When your characters look up, what do they see? Sunsets and sunrises are so prevalent in books as to be clichés, yet every day there is a sunrise and every day there is a sunset, even if it’s too cloudy for us to see either. I suppose mentioning the rising or setting sun makes more sense if there is a reason. For example, tonight there was a gorgeous sunset here because of the fires in California. The smoke drifts to Colorado and is trapped by the mountains.

I try to find different things for my characters to look at, because to a certain extent, a character is what he sees.
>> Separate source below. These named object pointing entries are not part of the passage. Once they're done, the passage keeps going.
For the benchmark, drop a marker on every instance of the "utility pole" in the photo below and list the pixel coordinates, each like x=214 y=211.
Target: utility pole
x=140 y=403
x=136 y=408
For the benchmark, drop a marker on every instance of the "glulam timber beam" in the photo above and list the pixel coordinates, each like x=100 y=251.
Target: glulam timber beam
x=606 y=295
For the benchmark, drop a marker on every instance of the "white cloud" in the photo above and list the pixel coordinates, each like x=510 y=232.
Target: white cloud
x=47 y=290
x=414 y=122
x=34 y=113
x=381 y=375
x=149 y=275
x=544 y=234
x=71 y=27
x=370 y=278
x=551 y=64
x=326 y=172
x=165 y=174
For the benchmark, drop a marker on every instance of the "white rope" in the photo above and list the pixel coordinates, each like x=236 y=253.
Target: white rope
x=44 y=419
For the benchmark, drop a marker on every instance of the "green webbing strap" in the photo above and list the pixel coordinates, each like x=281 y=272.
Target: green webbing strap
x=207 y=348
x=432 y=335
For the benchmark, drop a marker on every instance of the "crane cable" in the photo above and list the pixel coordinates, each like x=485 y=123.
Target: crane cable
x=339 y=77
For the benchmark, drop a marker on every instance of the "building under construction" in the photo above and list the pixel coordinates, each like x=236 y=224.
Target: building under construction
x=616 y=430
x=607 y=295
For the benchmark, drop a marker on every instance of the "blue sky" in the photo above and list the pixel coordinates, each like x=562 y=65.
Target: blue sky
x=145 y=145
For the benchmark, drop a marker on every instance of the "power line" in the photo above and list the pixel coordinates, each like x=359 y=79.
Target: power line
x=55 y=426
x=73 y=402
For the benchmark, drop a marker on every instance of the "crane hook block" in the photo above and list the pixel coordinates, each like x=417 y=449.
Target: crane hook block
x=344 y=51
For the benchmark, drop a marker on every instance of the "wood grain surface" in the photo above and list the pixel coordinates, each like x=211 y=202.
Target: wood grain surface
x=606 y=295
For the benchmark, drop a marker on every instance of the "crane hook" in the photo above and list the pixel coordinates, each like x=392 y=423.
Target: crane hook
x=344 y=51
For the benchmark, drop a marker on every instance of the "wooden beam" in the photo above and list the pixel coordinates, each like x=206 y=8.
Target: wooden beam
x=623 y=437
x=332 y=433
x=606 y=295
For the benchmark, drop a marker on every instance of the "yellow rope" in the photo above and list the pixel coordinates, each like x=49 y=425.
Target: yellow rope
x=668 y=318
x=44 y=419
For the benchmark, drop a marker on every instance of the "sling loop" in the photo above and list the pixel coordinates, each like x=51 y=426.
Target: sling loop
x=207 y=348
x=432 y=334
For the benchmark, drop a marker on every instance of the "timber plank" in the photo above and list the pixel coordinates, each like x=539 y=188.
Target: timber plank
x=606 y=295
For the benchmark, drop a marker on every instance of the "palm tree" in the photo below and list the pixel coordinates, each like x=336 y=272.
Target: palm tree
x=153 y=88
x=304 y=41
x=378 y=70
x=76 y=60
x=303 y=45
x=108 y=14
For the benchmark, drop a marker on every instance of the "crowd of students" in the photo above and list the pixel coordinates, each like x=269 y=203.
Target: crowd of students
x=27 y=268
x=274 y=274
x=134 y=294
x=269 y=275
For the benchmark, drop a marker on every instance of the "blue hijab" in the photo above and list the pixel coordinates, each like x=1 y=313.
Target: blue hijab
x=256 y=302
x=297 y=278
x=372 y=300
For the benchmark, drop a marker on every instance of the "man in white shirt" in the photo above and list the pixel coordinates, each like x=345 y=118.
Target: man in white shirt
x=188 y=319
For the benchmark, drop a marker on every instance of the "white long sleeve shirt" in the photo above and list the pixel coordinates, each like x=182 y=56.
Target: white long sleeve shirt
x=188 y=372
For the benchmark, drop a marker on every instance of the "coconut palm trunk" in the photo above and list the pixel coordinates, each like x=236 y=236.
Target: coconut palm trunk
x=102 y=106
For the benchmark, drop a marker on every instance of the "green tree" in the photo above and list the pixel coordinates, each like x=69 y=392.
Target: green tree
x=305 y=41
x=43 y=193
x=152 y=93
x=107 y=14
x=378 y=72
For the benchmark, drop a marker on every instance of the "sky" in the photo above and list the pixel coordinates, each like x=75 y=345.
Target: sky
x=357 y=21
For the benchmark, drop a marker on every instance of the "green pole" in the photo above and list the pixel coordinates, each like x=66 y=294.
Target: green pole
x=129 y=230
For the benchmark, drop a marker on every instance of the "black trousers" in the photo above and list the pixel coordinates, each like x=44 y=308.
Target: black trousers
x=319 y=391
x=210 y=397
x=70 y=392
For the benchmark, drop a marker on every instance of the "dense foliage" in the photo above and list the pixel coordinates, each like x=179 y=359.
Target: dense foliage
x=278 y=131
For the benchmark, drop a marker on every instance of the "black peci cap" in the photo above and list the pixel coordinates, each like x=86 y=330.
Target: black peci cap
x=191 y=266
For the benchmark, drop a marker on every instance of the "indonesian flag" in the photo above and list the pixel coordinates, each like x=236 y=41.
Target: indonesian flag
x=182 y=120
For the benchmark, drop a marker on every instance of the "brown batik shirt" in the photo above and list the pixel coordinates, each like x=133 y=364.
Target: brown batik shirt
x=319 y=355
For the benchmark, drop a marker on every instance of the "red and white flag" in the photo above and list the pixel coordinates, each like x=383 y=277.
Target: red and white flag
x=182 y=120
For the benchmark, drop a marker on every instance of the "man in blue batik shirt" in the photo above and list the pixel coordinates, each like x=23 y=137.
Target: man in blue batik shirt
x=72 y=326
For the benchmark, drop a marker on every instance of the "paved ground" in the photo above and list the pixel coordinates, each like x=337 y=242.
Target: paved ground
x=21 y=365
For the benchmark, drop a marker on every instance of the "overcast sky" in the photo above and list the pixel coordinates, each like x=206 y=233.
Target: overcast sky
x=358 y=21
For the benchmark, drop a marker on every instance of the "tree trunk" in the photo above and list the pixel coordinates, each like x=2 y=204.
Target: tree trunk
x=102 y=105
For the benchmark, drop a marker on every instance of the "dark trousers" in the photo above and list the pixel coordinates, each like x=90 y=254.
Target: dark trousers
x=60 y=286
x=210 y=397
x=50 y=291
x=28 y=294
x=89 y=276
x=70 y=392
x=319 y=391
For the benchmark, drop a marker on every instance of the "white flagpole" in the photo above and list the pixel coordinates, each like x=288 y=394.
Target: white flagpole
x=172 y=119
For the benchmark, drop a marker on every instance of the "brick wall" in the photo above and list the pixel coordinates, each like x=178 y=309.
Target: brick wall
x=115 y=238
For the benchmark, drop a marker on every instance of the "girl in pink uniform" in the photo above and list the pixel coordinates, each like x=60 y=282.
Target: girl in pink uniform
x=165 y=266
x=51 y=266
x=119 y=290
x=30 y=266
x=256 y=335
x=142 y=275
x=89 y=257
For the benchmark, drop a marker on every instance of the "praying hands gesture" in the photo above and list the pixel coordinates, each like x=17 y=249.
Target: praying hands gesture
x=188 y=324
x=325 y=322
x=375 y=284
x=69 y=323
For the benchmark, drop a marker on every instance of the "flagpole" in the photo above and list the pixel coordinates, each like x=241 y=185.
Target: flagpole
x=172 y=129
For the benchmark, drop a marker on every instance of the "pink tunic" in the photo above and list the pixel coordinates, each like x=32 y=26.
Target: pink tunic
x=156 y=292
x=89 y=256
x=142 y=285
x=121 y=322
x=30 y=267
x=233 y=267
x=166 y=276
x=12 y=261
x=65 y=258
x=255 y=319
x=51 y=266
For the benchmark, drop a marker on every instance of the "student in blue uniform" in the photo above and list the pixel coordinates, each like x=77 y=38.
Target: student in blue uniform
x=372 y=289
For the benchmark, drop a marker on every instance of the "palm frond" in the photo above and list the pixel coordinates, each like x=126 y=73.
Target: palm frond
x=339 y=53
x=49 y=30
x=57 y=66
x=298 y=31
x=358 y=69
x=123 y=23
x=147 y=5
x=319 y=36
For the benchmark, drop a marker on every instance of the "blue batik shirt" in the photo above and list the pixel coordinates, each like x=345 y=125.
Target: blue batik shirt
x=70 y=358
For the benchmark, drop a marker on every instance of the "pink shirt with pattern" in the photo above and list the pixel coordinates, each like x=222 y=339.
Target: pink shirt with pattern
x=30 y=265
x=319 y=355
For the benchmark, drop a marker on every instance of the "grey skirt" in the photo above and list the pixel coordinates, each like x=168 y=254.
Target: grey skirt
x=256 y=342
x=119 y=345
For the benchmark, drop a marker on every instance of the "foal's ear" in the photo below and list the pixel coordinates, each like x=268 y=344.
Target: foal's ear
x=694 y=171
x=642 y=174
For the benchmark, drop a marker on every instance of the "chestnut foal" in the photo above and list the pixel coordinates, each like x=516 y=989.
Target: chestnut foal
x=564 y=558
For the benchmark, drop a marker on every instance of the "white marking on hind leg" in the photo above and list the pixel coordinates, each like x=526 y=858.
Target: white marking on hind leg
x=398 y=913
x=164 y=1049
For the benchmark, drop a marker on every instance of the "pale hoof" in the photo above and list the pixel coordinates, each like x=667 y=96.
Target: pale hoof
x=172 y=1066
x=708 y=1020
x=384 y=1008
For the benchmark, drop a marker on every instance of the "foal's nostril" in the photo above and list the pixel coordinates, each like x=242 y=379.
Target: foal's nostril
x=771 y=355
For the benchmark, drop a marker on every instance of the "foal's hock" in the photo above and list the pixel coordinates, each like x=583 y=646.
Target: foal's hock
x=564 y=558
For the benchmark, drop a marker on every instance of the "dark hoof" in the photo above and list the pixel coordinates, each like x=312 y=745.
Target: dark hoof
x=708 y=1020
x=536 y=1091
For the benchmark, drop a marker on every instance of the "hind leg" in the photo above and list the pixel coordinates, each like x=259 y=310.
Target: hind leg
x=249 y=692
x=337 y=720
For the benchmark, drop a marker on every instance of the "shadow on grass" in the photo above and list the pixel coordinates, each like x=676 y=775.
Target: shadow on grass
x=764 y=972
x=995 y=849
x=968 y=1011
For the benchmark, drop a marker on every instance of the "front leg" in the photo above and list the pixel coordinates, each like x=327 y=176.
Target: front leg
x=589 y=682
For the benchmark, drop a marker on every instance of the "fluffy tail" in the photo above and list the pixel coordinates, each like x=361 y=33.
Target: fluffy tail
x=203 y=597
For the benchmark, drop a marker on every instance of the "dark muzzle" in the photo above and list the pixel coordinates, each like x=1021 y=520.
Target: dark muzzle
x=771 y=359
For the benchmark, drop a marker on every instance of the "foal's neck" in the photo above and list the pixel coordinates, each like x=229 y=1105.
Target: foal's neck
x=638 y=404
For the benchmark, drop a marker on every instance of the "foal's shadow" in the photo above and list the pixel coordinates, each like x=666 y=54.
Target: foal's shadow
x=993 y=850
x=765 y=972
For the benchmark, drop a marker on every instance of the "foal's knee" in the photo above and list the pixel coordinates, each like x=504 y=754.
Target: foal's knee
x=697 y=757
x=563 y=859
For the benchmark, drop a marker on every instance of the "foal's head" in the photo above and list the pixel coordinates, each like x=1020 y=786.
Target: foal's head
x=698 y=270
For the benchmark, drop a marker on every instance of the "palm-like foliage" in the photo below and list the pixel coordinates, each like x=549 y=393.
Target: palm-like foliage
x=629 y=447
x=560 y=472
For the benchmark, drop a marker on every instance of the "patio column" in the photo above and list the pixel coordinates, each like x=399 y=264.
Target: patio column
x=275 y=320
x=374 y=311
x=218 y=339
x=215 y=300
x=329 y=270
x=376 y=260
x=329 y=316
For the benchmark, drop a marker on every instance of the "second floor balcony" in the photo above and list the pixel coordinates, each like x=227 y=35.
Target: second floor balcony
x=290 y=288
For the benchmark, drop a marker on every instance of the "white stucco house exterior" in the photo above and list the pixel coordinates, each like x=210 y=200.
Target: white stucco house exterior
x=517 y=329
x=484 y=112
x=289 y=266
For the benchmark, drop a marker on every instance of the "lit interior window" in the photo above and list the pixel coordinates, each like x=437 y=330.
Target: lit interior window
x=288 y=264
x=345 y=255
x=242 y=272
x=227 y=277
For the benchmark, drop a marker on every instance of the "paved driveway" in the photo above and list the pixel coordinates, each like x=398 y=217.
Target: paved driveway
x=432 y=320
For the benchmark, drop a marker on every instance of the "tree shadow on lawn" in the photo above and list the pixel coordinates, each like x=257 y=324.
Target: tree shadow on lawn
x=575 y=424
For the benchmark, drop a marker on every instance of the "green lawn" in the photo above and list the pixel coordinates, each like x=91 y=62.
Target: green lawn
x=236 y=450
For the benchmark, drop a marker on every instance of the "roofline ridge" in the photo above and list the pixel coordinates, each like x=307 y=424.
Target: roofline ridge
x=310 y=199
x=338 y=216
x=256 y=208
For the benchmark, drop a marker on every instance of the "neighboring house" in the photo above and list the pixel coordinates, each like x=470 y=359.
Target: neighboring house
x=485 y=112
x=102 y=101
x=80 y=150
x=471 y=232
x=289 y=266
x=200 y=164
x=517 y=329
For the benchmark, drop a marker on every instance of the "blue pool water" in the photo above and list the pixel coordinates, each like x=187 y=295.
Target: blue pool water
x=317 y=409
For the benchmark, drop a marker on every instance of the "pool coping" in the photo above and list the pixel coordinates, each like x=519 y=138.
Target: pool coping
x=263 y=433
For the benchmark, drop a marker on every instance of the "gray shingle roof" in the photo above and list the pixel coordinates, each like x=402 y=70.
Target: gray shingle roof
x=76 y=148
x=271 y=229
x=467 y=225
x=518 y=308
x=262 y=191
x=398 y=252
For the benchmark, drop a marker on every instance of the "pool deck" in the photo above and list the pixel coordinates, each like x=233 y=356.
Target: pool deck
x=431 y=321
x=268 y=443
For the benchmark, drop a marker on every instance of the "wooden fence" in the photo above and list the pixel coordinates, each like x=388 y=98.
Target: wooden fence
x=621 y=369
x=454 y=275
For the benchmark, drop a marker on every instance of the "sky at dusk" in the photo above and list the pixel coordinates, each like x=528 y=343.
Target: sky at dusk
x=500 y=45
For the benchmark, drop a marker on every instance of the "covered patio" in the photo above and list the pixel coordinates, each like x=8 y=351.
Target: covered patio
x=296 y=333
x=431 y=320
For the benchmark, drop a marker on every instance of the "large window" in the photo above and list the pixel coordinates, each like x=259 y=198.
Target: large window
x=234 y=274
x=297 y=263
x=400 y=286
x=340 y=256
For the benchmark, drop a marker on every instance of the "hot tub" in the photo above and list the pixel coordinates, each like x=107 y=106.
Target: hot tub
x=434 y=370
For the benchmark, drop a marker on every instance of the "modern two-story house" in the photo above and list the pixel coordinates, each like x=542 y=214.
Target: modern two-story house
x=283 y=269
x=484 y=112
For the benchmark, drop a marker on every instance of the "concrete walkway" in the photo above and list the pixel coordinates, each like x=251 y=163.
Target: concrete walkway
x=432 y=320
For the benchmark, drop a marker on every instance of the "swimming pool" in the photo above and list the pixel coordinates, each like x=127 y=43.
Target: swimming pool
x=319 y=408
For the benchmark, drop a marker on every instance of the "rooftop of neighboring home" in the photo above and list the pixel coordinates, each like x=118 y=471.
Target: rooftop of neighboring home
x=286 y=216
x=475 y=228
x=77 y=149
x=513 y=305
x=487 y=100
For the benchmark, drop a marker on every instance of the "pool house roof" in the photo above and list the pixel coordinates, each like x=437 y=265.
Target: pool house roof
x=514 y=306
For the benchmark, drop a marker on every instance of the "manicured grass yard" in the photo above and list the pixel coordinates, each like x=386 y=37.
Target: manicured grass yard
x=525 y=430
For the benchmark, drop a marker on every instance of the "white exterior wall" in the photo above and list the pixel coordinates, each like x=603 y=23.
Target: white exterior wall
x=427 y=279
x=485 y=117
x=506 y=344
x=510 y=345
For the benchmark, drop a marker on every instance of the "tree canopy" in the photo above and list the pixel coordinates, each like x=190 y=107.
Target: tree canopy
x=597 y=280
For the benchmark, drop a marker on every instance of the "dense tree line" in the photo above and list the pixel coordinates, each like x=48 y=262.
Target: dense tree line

If a character sees a flock of what looks like hawks, and he or she knows that they are vultures, it tells you a bit about the character. Vultures fly in packs, hawks fly alone. Or so I’ve been told. Both hawks and vultures are equally lovely as they coast on the updrafts, but somehow knowing that the regal bird is a vulture and not a hawk takes away some of the beauty of the scene. 

In A Spark of Heavenly Fire, the characters see helicopters patrolling the skies above quarantined Colorado. In Light Bringer, which will be published next year, the characters see unnatural lights in the sky, they see strange airplanes, and they see an impossibly brilliant rainbow. In my WIP, the characters see a light in the west on Easter morning, and for just a moment, they think it’s the rising sun.

So what do your characters see when they look up? Does the sight have a bearing on the story? Does it tell you a bit about the character?